Please join Sarah Shepard Gallery to celebrate the opening of Time and Place, a two-person exhibition featuring recent works by Bay Area artists Blake Aaseby and Dwight Eschliman, on Thursday, March 5, 2026.
Aaseby and Eschliman both explore mark-making, geographical documentation, and the passage of time in their respective mediums of drawing and photography. Eschliman’s One Day series celebrates geospecific documentation of time and its transitions, while Aaseby’s work aims to ground itself in a more liminal, mental landscape. Aaseby textile-inspired drawings—made with pastel on Crescent Select Mount Board on wood panel—rely on rhythm, pattern, and methodical mark-making to “map the intricate stages and types of memory.” His work navigates the fluid relationship between place and memory, using a combination of drawing, painting, and storytelling to create works that invite viewers on a journey through both physical and mental landscapes. Individual and collective narratives are present in each piece. Time and Place also features six works from Eschliman’s One Day project, an exercise in cataloging a specific unit of time, whether it be one day or one hour. One Day’s depiction of all 86,400 seconds of a 24-hour period both abstracts the day and reinterprets it. Always turning to the sky, Eschliman documents shifting light and color. Clouds, sunrises, sunsets, and the occasional bird or airplane are captured in square images that are subsequently organized chronologically. The assembled photographic pieces reimagine a space that is both geographically static and visually variable, offering a distinctive portrait of time and place. One Day captures a singular moment of time while also putting it into motion, frame-by-frame. While some of Eschliman’s subjects are local to the Bay Area—Mill Valley or San Francisco—those included in Time and Place are primarily from farther edges of the world: New Zealand, Norway and Brazil. Each pixel of sky, stamped side by side, also inherently records Eschliman’s travels to these locations.

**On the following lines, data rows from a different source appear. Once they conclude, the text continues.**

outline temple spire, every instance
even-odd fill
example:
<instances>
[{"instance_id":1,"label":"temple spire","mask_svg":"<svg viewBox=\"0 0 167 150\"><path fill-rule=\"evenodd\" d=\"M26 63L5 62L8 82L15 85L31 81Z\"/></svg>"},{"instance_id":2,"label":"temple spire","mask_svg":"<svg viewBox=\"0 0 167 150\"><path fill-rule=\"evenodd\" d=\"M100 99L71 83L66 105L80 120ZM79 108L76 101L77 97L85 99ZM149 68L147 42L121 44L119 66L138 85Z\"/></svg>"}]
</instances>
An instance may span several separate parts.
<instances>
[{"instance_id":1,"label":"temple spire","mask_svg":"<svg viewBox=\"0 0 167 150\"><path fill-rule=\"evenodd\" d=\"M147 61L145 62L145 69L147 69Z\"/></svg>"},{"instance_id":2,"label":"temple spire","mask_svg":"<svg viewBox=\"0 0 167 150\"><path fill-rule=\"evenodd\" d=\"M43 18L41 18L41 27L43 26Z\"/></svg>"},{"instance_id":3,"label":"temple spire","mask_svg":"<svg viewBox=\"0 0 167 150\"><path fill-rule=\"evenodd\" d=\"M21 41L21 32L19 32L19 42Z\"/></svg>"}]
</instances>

In Time and Place, Aaseby and Eschliman document the passage of time in two different formats: drawing and photography. For both artists, pixilation and patchwork are essential strategies for their composite imagery, which create larger decorative and functional studies of the intersection of time and place. Their methodical yet nostalgic work invites viewers to recall their own memories of place and their own methods of keeping time.